Grace Under Pressure Cloning and Hyperbaric Characterization of Pyruvate Kinase from Deep-Sea Ctenophores


Meeting Abstract

28-8  Thursday, Jan. 4 15:15 – 15:30  Grace Under Pressure: Cloning and Hyperbaric Characterization of Pyruvate Kinase from Deep-Sea Ctenophores WINNIKOFF, JR*; HADDOCK, SHD; THUESEN, EV; WILSON, T; Univ. of California, Santa Cruz; Monterey Bay Aquarium Research Institute; The Evergreen State College; The Evergreen State College jwinnikoff@ucsc.edu

Hydrostatic pressure has a strong influence on the physiology of deep-sea animals, since many proteins do not function constantly over a pressure range of hundreds of atm.

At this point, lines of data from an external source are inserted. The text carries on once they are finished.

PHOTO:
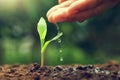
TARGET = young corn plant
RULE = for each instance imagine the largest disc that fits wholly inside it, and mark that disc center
(42, 31)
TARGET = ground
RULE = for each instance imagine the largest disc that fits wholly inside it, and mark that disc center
(108, 71)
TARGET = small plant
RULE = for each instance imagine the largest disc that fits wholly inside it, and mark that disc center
(42, 30)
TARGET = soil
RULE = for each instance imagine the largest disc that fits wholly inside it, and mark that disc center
(108, 71)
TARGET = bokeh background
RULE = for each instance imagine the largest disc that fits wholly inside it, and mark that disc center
(96, 40)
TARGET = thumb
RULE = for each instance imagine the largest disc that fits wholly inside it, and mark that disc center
(60, 1)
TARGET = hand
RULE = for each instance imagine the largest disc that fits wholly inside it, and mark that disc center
(78, 10)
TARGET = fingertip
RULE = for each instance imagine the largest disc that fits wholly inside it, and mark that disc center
(60, 1)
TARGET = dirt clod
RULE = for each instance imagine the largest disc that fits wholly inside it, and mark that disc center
(108, 71)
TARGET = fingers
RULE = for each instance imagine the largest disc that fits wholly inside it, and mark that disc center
(68, 11)
(92, 12)
(60, 1)
(81, 5)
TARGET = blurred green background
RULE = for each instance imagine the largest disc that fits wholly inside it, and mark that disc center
(96, 40)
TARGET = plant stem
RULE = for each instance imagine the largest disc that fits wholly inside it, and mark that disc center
(42, 59)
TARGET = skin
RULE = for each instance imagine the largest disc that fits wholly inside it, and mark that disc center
(78, 10)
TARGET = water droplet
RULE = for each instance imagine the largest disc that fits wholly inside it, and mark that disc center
(59, 40)
(60, 51)
(61, 59)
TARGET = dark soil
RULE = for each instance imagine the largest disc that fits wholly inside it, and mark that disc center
(108, 71)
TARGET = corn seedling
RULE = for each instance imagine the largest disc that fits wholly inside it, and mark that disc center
(42, 30)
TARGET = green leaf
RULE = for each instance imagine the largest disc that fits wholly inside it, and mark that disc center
(48, 42)
(42, 30)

Ctenophores, or “comb jellies,” are gelatinous animals that have colonized most of the oceanic water column, from the surface to ~7 km deep, where ambient pressure is about 700 atm. We have begun to assess the functional diversity of ctenophore metabolism by cloning the glycolytic enzyme pyruvate kinase (PK) [EC 2.7.1.40] from several species living across a depth gradient. We then expressed these PK orthologs in E. coli and assayed their activity under pressure. PK was chosen based on its putatively adaptive pressure resistance in deep-sea fishes and in preliminary studies on whole ctenophore homogenates. The pressure/activity data reported here are novel with respect to invertebrates, and offer a ready comparison to fish datasets.
Overproduction of enzymes from deep-sea invertebrates for comparative physiology presents both benefits and challenges. Major advantages are (1) the option of site-directed mutagenesis, which can be used to reveal sequence features that confer pressure resistance, and (2) the ability to produce unlimited amounts of protein from a single small individual, rather than having to collect rare animals and pool substantial biomass. The most pressing challenges are (1) producing a fully native amino acid sequence, i.e. precisely as found in the animal, with no artificially appended residues, and (2) preserving the activity of heat-labile products. We fulfilled both these requirements by incorporating a highly specific protein tag cleavage system into a cold-shock expression plasmid. The resultant vector is useful for studying protein evolution in cold-adapted organisms.